OEMs and operator support
One of the key differentiators between traditional handset manufacturers and the young guns (iOS and Android) which have taken the market by storm, is that both Android and iOS have concentrated on the user and application developer experience to the detriment of their relationship with OEMs and operators. It is widely argued that Apple’s iPhone has reduced the role of the operator to that of a bandwidth and infrastructure provider. In turn Google takes a take-it-or-leave-it approach with handset manufacturers; unless manufacturers comply with Android’s compatibility definitions (CTS and CDD), they can’t have access to the Android trademark, Android Market’s 100,000+ application, Google Maps and several other closed source applications.
Nokia has a more traditional approach of putting handset manufacturers and network operators ahead of developers. This shows through in many of the architecture decisions in MeeGo. The platform has been built with operator and OEM customisation and integration in mind from the start.
A primary concern for OEMs with MeeGo is the time required to integrate the platform into a specific device and ship to market. With the time to market for Android handsets dropping to 4-5 months from project to production, it will be very hard for MeeGo to compete, even with the MeeGo 1.2 release, due in the first half of 2011.
Still a long way to go
It does not feel fair at this point to compare MeeGo, a project which came into being 8 months ago, with iOS or Android, but this is the yardstick which will be used when the first MeeGo smartphone comes on the market. The project has come a long way since its inception, in particular in working towards an open and transparent development model. There is still some way to go but improvements have been happening daily.

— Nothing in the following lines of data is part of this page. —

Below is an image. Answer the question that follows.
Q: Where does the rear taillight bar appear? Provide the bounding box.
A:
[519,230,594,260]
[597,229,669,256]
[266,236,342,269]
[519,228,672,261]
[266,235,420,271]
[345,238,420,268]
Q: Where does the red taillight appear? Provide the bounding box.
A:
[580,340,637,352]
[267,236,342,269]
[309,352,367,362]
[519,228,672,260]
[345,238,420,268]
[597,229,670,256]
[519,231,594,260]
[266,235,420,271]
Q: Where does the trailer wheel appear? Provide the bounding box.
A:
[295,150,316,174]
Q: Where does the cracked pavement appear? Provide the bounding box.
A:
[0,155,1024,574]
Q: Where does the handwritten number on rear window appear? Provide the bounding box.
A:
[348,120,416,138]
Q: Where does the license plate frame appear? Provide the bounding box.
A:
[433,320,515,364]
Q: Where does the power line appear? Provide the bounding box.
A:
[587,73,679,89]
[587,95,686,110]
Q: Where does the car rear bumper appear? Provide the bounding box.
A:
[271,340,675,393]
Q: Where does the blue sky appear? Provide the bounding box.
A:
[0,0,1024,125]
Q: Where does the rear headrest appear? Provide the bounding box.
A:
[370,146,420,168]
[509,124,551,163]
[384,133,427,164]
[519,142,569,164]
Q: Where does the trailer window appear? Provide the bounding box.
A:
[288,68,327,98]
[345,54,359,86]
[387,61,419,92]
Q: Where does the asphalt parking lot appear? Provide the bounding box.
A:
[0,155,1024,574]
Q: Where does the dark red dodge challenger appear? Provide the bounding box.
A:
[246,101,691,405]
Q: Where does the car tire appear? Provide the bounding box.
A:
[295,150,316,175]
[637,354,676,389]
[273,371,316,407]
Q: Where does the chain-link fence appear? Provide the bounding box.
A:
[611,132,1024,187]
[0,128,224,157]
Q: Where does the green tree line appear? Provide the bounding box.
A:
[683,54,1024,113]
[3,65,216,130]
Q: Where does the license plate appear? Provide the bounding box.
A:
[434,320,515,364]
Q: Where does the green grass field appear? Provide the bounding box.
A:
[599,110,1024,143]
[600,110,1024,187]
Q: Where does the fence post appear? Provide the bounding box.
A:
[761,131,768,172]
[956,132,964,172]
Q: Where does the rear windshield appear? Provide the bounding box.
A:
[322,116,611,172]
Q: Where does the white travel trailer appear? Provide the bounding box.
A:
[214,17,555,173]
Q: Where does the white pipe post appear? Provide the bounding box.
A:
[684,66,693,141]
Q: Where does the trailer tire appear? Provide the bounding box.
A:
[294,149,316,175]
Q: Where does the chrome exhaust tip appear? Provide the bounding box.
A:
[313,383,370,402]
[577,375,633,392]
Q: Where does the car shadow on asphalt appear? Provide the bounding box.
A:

However, to succeed as a platform, the application developer story and the user experience are vital. There is a lot of work to be done in these areas for MeeGo to gain serious traction outside of the small community of Finnish handset designers. Nokia still has a long way to go.
– Dave
[Dave Neary is the docmaster at maemo.org and a long-standing member of the GNOME Foundation. He has worked in the IT industry for more than 10 years, leading software projects and organising open source communities, He’s passionate about technology, and free software in particular.]